Görüş ve önerileri bir yazar için çok önemli.
*Sadettin Yılmaz sahip olduğu titrine rağmen engelliler
konusunda bilgisini kendisine saklamayan ve bunların kamuoyunca paylaşılmasını
isteyen biri. Onunda katkısı çok büyük.
*Selim Özen kardeşimde kendisi başlı başına haber.. bu yıl
yapılan yerel seçimlerde MHP aracılığıyla meclis üyeliğine seçtik. Artık yerel
mecliste bir sözcümüz o.
*Kadim Yunandan beri dostum Faruk Karagöz kimsenin
göremediğini gören, öyle ortalarda dolaşmayı sevmeyen biri olarak o kadar çok
konu getirir ki, hangisiyle ilgileneceğimi şaşırırım.
*Bu arada mahrukatçılar odası yönetim kurulu üyesi ve eski
başkanı Hamdi Çiçek ağabeyimi es geçmek olmaz.
*Çok değişik şablonlarla olaylara bakan, işe espri katarak
herkesi güldüren, başbakanımızın yılmaz savunucusu Yavuz’umuz var birde. Bir
gün onun yüzünden Oğuz arkadaşım hepimizi kahvehanesinden uzaklaştırır mı acaba
diyorum. İnandığı fikirlerini öyle inatla, kimseyi dinlemeden ve yüksek sesle
savunuyor ki, birileriyle kavga ettiğini sanırsınız.

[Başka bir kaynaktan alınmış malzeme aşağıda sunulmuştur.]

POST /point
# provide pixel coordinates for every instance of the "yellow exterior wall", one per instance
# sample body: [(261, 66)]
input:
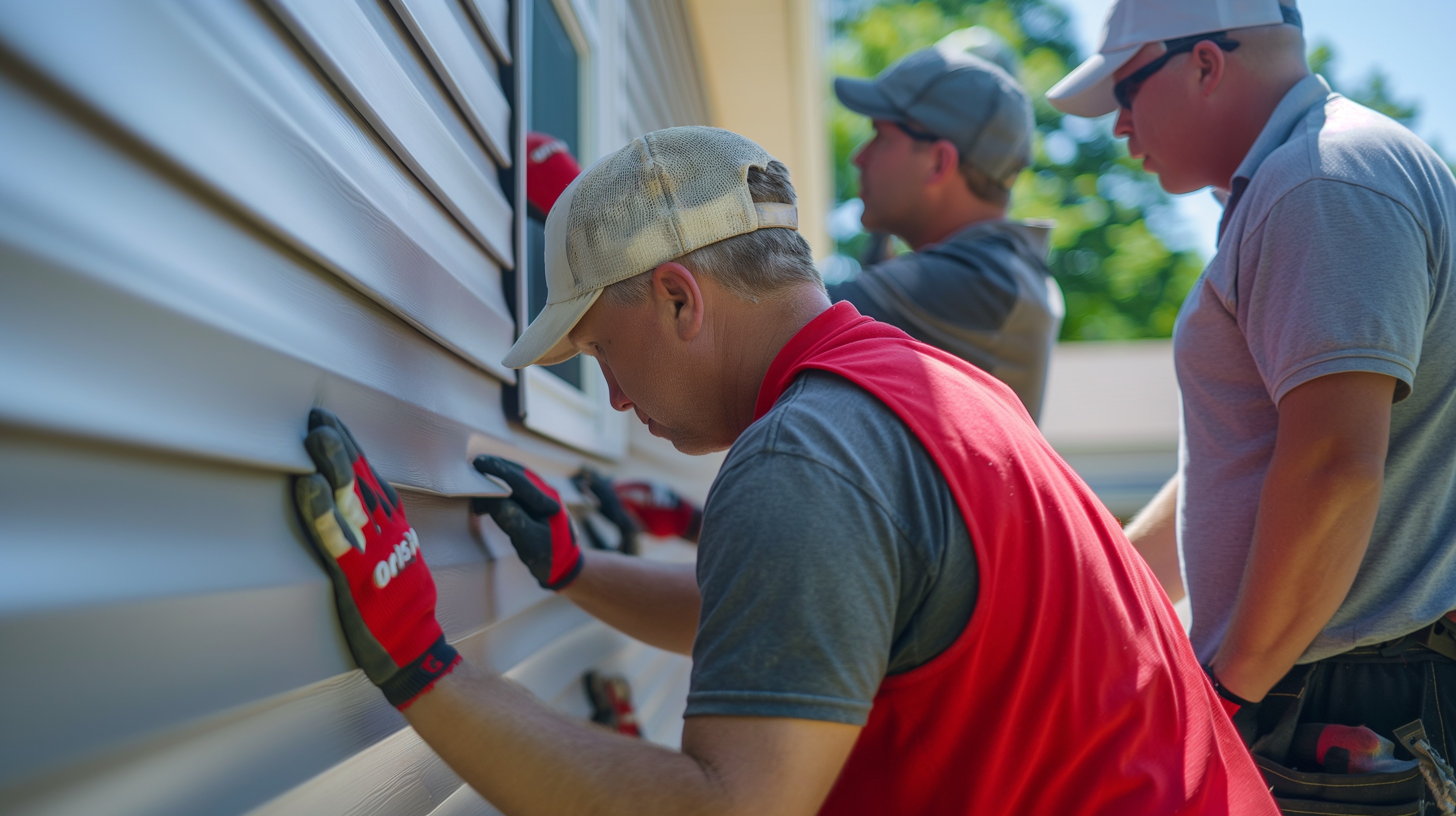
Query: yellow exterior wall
[(764, 70)]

Aslında bugün bir teşekkür yazısı yazacaktım. Bu kez yazı
bana hükmetti. Bende kalemimi serbest bıraktım. Yazı nereye giderse bende oraya
gittim. Eski gezginlerde atlarının yada eşeklerinin dizginlerini serbest
bırakırlarmış. Onlar nereye gitmek isterse oraya gitmek eğlenceli olur diye
düşünürlermiş. Bunu derken aklıma epey önce izlediğim günümüzün atları-eşekleri
otomobillerle ilgili bir haber geldi. Elektrikli ve şoförsüz bir otomobil
üretilmiş. Yani dizginler serbest. Hem kaza riski hiç yok! Önündeki aracı
durabileceği kadar bir mesafeyle izliyor. Ne sürat yaparsa yapsın önündeki
araca hemen uyum gösteriyor. Bu durumda kaza olur mu? Gördüyseniz sizde
şaşırmışsınızdır. Sanki direksiyonda hayalet var. Direksiyon devamlı bir sağa
bir sola küçük küçük hareket ediyor. Yol belleği diyeceğim bir navigatör,
yarasaların önündeki duvarı yada cismi algılatan mantıkla bir çeşit radar
diyebileceğimiz optik gözlerle çok güvenli yolculuk yapılıyordu. Bu, herkes
için, ama daha çok biz engelliler için çok sevindirici bir haberdi.
Gördüğünüz gibi kalemi serbest bırakarak nerelere geldik.
Artık kalemi elimize alıp durmanın zamanıdır.
Bu yazıdan yazı işleri müdürümüz memnun olacak eminim.